Tanggal 4 Mei 2008, WRU (Wildlife Response Unit) WCS-IP melakukan sosialisasi di di kampung tinggi yang dihadiri oleh 40 warga. Sosialisasi yang bertemakan “Bekerjasama dengan masyarakat untuk meminimalkan konflik harimau” dimaksudkan untuk memberikan informasi mengenai biologi harimau, mangsa dan faktor-faktor yang dapat memicu terjadinya konflik. Dalam sosialisasi ini masyarakat dibagikan selebaran yang berisi mengenai ekologi harimau dan mangsa. Dengan diadakannya sosialisasi ini diharapkan masyarakat dapat memahami keberadaan harimau secara logis dan mengurangi pemahaman keberadaan harimau secara metafisik.
Dalam sosialisasi tersebut muncul berbagai keluhan masyarakat tentang ternak yang terancam oleh harimau, sawah dan kebun yang sering mendapat gangguan dari Babi hutan. Saat ini, masyarakat kampung tinggi melakukan perburuan rutin seminggu sekali terhadap babi hutan. Sempat diutarakan untuk mengurangi perburuan terhadap babi hutan agar menjamin keberadaan populasi satwa mangsa alami harimau, namun ditolak oleh warga karena perlu ada solusi lain untuk mencegah gangguan dari babi hutan terhadap sawah dan kebun. Meskipun demikian, warga Kluet setuju utuk tidak memburu rusa dan kijang karena kedua jenis satwa tersebut termasuk dalam daftar jenis satwa dilindungi.

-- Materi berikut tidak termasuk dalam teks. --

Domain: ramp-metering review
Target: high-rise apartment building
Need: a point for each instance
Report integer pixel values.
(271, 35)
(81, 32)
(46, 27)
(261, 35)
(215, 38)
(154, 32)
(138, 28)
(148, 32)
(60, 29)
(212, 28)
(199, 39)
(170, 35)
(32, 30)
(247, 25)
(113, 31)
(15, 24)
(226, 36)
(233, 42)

Sosialisasi kemudian diarahkan untuk membahas solusi konflik harimau dengan manusia maupun ternak. Dalam sosialisasi lanjutan ini disampaikan lebih detail mengenai tata cara pembuatan kandang sapi maupun kambing yang aman dari serangan harimau. Di kampung tersebut terdapat 28 warga yang mempunyai ternak kambing dan 7 warga yang memiliki ternak sapi. Diagendakan untuk membuat TPE (Tiger Proof Enclosure) pada seluruh kandang yang ada dengan luas kandang menyesuaikan dengan jumlah ternak yang dimiliki masyarakat.